A descarbonização é vista, pelos empresários e representantes do setor, como um processo inevitável para o transporte urbano por ônibus. A dúvida é sobre as tecnologias mais adequadas para um país tão diverso.
A NTU aponta quatro rotas que podem ser trilhadas pelos novos veículos. A mais proeminente é a dos motores 100% elétricos, que dominam a edição deste ano da Feira Lat.Bus Transpúblico 2024, que acontece paralelamente ao seminário e é considerada o maior evento da área de mobilidade da América Latina, reunindo fornecedores e novidades dos segmentos de ônibus urbano e rodoviário. Mas também há apostas em motores movidos a células de hidrogênio, a gás metano e a biocombustíveis.
“O ônibus elétrico é o ‘chafariz da praça’ dos candidatos a prefeito, diz o diretor executivo da NTU, Francisco Christovam. O problema é que os políticos prometem coletivos movidos à energia limpa, mas não têm projetos para implementar a infraestrutura necessária. “Comprar um ônibus a diesel é completamente diferente do que implantar uma rede de suporte aos veículos elétricos”, ressalva.
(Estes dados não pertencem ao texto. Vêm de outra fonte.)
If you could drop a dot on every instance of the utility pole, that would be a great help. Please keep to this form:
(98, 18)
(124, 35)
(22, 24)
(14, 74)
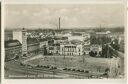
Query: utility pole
(59, 23)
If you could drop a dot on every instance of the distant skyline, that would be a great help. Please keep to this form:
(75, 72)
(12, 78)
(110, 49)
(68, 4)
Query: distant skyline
(72, 15)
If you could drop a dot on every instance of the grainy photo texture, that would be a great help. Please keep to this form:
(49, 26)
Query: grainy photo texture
(64, 41)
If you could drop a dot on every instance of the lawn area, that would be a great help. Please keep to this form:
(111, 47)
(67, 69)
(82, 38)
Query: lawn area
(77, 62)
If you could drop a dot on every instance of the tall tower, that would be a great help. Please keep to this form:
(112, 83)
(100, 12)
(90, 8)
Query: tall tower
(59, 23)
(24, 42)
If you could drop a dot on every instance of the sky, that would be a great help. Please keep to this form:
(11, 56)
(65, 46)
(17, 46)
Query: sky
(72, 15)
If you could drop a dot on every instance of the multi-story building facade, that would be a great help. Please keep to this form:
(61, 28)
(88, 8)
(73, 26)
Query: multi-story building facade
(71, 49)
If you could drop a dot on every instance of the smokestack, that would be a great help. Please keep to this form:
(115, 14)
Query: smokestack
(59, 23)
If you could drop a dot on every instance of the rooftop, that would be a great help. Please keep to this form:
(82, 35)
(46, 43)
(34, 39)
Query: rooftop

Para ele, o Brasil não ficará preso a uma ou outra tecnologia. “O que vai definir o melhor e mais adequado tipo de veículo é o projeto operacional, a infraestrutura de abastecimento, não vai haver a opção por uma única rota”, explica ele.
“A única palavra que temos é descarbonização”, complementa o presidente da Associação Nacional dos Fabricantes de veículos Automotores (Anfavea), Marcio Leite. “A forma para alcançá-la é uma escolha do fabricante, entendendo as demandas dos clientes (usuários do transporte coletivo).”